From the great height of his office, Edwin looked down upon the crater that had replaced the uninspired reflecting pool. In the background, the technician was disassembling the holographic conference equipment. Topper waddled over and surveyed the damage. “Remind me never to back you into a corner,” Topper said.
 

“Is that the kind of thing you are likely to forget?” Edwin asked.

“No. I mean, NO. Geeze, I’m your buddy, your pal, your friend—even more important than that, I’m your lawyer. It’s a sacred trust, and you can always count on me.”
 

Edwin looked down at his small friend. “Topper, would you care to join me for a drink?”

“A drink? I mean you, and the drinking and the— Jesus, the sun isn’t even up yet. What is it, quarter after six?”

“If you don’t feel it appropriate.”

“Feel it appropriate? Are you kidding? I’m the guy with his picture on the bottle of Rise and Shine, the Breakfast Bourbon™. I am literally the Bruce Jenner of early-morning drinking.”

“I thought I might have a glass of champagne to celebrate.”

“To celebrate what? Not getting fanged to death?” Topper asked, truly confused.
 

“You really have missed most of this, haven’t you? No matter. Let us go outside and watch the sunrise.”
 

Edwin approached the edge of the crater with a bottle of 1928 Krug and three champagne glasses. “The custom is to open this with a cavalry saber.”

“I am so proud of you,” Topper said with tears in his eyes. “Busting up perfectly good bottles and solving problems with explosions. Pretty soon, you are going to be having fun like a normal person.”

Edwin ignored this and popped the cork with his hands. He held the bottle out over the edge of the crater so that champagne would not splatter on his shoes. Golden liquid pooled on one side of the bubble and soaked into the earth. Edwin could see DeChevue and Madeleine looking up at him from inside the bubble. “It’s the ’28,” Edwin shouted down. “Said to be the finest vintage ever produced.”
 

“Please, please!” DeChevue shouted.

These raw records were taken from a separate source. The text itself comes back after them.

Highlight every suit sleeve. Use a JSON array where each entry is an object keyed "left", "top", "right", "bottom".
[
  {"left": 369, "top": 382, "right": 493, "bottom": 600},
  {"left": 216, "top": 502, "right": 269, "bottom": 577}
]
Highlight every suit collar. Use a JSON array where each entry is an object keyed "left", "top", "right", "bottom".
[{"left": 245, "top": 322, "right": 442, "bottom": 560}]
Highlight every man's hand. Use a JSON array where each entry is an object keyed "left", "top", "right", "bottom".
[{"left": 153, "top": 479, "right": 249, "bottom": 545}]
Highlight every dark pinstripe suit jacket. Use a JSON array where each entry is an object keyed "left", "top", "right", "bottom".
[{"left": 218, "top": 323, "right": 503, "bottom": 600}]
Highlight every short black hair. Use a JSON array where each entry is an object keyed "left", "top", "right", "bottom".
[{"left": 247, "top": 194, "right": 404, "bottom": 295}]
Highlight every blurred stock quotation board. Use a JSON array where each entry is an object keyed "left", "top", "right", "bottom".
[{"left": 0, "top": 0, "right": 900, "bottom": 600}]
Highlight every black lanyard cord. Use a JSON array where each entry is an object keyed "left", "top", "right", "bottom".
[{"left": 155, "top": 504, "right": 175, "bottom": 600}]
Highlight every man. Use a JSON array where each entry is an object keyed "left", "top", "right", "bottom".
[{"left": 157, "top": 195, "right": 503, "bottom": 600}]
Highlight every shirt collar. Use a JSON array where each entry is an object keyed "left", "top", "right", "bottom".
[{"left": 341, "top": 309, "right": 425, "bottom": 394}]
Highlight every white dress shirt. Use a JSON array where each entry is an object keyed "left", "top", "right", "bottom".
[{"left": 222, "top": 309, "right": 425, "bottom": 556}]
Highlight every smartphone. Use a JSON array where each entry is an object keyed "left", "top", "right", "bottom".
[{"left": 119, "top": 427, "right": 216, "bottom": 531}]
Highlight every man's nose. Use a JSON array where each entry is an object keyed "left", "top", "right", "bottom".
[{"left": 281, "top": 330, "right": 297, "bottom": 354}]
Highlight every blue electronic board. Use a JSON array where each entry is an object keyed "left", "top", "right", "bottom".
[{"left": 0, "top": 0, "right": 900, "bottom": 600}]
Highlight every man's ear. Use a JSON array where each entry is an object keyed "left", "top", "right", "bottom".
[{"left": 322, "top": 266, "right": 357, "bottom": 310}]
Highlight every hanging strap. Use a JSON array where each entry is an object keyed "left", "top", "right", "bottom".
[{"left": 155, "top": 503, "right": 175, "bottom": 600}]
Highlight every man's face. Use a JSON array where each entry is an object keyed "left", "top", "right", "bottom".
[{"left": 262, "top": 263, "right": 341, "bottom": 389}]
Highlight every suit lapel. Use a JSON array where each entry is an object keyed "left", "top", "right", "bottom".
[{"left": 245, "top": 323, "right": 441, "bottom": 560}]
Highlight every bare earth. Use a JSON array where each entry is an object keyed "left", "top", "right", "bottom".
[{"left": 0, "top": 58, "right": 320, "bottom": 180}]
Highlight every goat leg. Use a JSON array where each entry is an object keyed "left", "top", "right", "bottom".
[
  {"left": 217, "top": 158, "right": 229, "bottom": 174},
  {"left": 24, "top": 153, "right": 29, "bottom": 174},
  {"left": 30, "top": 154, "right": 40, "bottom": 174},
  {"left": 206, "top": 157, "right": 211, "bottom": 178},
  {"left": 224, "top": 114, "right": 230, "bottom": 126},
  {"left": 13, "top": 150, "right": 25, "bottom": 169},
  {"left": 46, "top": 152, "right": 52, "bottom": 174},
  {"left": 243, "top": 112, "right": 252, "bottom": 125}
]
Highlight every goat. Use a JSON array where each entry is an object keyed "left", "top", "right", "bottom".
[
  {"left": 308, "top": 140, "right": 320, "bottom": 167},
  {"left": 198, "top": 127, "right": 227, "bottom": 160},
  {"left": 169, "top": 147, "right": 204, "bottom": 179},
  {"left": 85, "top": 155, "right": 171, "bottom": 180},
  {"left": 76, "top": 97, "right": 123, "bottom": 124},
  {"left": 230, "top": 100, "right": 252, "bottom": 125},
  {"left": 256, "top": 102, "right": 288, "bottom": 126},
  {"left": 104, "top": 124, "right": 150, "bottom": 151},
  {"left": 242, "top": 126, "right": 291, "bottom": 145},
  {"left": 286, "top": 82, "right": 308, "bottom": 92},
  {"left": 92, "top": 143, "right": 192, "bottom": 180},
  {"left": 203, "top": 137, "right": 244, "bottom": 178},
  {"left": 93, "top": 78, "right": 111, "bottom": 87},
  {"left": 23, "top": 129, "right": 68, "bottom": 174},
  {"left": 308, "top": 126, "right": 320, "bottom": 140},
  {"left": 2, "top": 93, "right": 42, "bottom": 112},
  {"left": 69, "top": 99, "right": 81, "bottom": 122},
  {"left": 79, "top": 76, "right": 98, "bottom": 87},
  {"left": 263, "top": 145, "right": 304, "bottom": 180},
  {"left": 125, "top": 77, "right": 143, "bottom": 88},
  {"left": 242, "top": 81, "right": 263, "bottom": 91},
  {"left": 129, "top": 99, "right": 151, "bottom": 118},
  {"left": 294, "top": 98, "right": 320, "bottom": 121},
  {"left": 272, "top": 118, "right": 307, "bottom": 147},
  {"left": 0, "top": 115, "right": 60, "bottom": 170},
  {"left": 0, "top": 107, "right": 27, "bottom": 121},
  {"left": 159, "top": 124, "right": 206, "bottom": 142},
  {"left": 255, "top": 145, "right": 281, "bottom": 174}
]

The carbon-fiber shell dampened his shout to barely more than a whisper.

“There’s nothing I can do,” Edwin said as he filled a glass. “You were simply born at the wrong time too enjoy this champagne.”

DeChevue got down on his knees and held up his hands imploringly.
 

“Monsieur,” Edwin said, “please preserve your dignity.” He handed a full glass to Topper and poured another.
 

“Edwin, I am surprised at you!” Agnes said, joining them at the edge of the pit. A scarf was tied around her head, and she was wrapped tightly in a coat to protect against the early spring chill. “I am shocked that you are wasting a ’28 Krug on this uncouth savage. This Philistine would be content drinking rubbing alcohol!”